Hacker News new | ask | show | jobs
by ycmike 4446 days ago
HN,

So who do you guys use more? Import.io or Kimono? I have heard good things about both.

4 comments

I write my own custom scrapers, I prefer the flexibility and feel safer that the service isn't going to disappear any minute.

If anybody is interested, I wrote a detailed article on scraping not so long back that was well received here: http://jakeaustwick.me/python-web-scraping-resource/

I tried Komono, but it cannot auth into the sites I want to pull the data from....

Just grabbed import.io - will see if it can loginto sites and grab the data from services I am already paying thousands per month for.

EDIT:

To add some context: I pay about $3,000 per month for some monitoring services which do not have any real reportin mechanisms. So for my daily and weekly reports, I have to manually compile them and screen shot a ton of things, compose an email and send.

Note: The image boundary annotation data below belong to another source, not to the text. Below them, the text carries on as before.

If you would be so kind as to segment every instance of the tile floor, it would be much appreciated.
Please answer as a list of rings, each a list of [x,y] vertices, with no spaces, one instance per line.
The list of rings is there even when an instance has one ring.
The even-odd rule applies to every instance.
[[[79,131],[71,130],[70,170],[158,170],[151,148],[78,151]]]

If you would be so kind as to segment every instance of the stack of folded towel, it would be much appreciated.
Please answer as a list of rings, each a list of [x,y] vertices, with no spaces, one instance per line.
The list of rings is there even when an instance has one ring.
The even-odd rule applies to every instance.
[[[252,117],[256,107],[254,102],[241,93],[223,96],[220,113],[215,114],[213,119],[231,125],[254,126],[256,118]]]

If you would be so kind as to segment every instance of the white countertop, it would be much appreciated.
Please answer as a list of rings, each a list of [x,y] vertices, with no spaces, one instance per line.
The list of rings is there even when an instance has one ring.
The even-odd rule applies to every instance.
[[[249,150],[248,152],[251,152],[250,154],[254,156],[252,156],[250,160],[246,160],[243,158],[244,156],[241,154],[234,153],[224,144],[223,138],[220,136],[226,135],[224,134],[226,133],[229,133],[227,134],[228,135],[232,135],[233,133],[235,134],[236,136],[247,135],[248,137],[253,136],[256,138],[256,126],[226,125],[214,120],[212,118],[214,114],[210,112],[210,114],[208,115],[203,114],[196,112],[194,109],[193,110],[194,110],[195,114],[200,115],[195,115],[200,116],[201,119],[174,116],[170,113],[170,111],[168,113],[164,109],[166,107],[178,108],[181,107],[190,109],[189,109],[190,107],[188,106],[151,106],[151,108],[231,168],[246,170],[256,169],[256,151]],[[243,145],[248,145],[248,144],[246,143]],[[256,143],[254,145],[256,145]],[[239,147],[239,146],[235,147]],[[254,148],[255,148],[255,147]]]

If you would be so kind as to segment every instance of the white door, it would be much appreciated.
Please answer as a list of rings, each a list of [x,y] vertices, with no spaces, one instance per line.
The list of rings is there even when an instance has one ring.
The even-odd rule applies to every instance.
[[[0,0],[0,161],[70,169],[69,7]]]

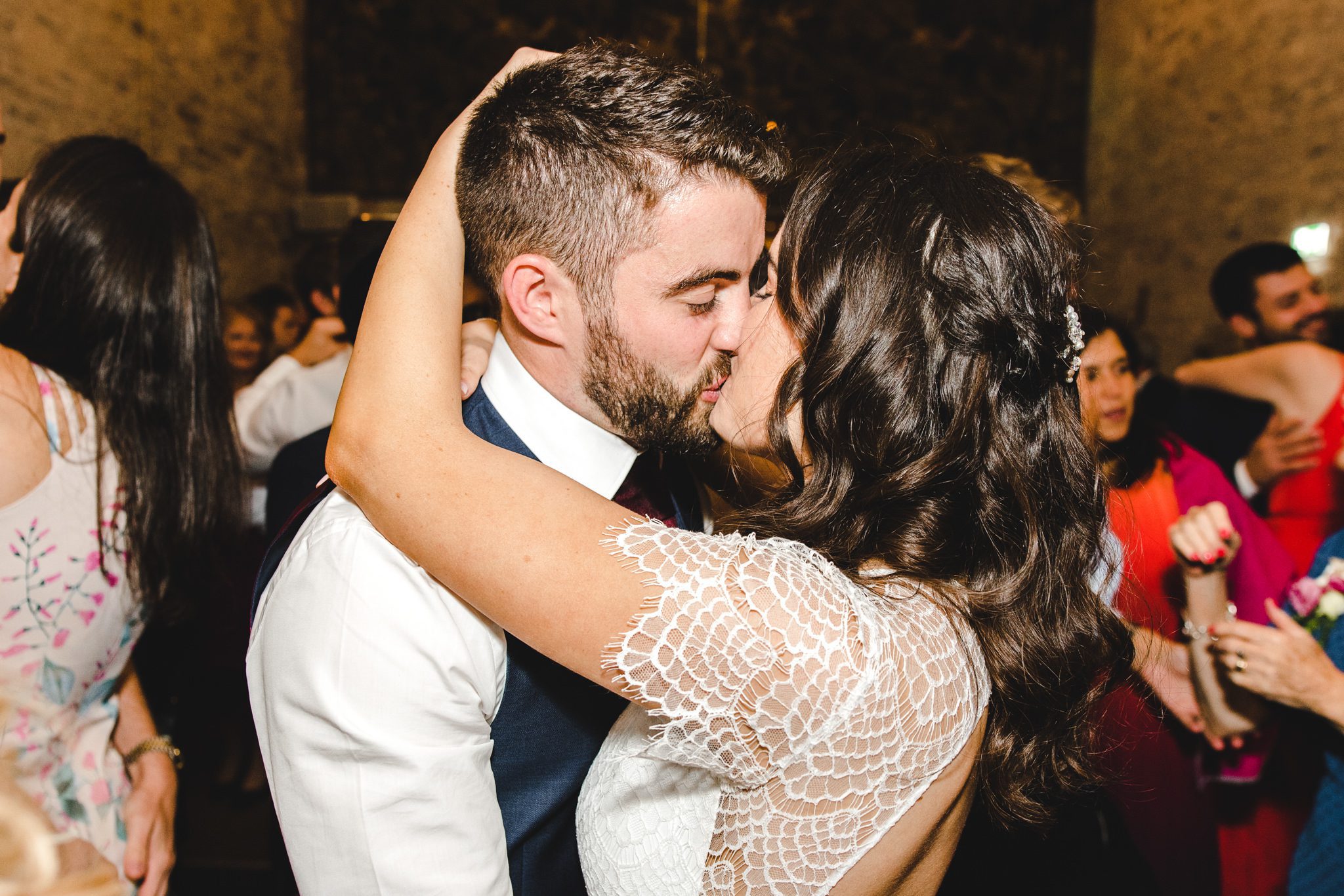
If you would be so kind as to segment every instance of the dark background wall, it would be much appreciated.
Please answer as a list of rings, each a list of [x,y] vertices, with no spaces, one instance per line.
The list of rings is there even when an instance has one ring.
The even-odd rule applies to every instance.
[[[696,60],[703,35],[704,66],[796,149],[915,129],[1079,189],[1091,21],[1091,0],[325,0],[305,26],[308,185],[403,196],[517,46]]]

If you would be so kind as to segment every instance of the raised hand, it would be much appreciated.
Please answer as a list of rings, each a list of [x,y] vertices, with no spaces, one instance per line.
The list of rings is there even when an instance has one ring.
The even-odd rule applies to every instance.
[[[340,339],[344,334],[345,324],[339,317],[319,317],[289,355],[304,367],[321,364],[347,347]]]
[[[491,348],[500,325],[488,317],[462,324],[462,400],[480,386],[491,363]]]
[[[1296,709],[1331,716],[1344,693],[1344,673],[1312,634],[1273,600],[1265,602],[1274,627],[1250,622],[1211,626],[1212,650],[1239,686]]]
[[[1302,420],[1275,412],[1246,455],[1246,472],[1262,489],[1285,476],[1310,470],[1320,463],[1325,447],[1320,430]]]
[[[1226,570],[1242,545],[1222,501],[1191,508],[1167,529],[1167,537],[1187,575]]]

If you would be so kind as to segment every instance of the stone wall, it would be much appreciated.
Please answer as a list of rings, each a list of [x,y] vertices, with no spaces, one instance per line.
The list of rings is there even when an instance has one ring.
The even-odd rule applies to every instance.
[[[1313,222],[1344,236],[1344,4],[1098,0],[1095,15],[1093,296],[1169,368],[1227,345],[1207,283],[1228,253]]]
[[[306,21],[309,185],[401,197],[513,48],[586,38],[700,62],[798,150],[914,130],[1082,180],[1091,0],[324,0]]]
[[[301,12],[302,0],[0,3],[5,176],[66,137],[128,137],[200,200],[226,296],[288,282]]]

I want to configure a scraper to automatically grab screens of things I want regularly and email them.

I want to have a script that will grab many diff pieces of data (visual graphs, typically) and put them all into one email.

I am working with my monitoring vendors to get them to add reporting... but until that can happen - I am tired of spending a couple hours per week screen capping graphs...

I'm evaluating these to augment a system I'm building on top of casper. This is the first I've seen of this one, but right out of the gate I think I prefer Kimono.
I prefer to rely on code that doesn't rely on an API that could just vanish the next day or cost a bucket to run.
> rely on an API that could just vanish the next day

Kind of ironic that you are saying this about web scraping ...

But then his data source is gone and what he was doing is pointless. Losing your processor of said data source while said data source is still available is frustrating.
What do you use for scraping? I may have a scraping project later this year and would love recommendations.
I've written a couple "polite" crawlers in Go (i.e. obeys robots.txt, delays between requests to the same host).

- Fetchbot: https://github.com/PuerkitoBio/fetchbot

Flexible, similar API to net/http (uses a Handler interface with a simple mux provided, supports middleware, etc.)

- gocrawl: https://github.com/PuerkitoBio/gocrawl

Higher-level, more framework than library.

Coupled with goquery (https://github.com/PuerkitoBio/goquery ) to scrape the dom (well, the net/html nodes), this makes custom scrapers trivial to write.

(sorry for the self-promoting comment, but this is quite on topic)

edit: polite crawlers, not scrapers.

Scrapy gets a solid recommendation from me. http://scrapy.org/
We've got quite an old mailing list full of geeks hand-coding web scrapers, if you want somewhere to ask questions:

https://groups.google.com/forum/#!forum/scraperwiki

I use custom node.js scripts with these libraries:

* request - https://github.com/mikeal/request

* async - https://github.com/caolan/async

* cheerio - https://github.com/cheeriojs/cheerio

* nedb - https://github.com/louischatriot/nedb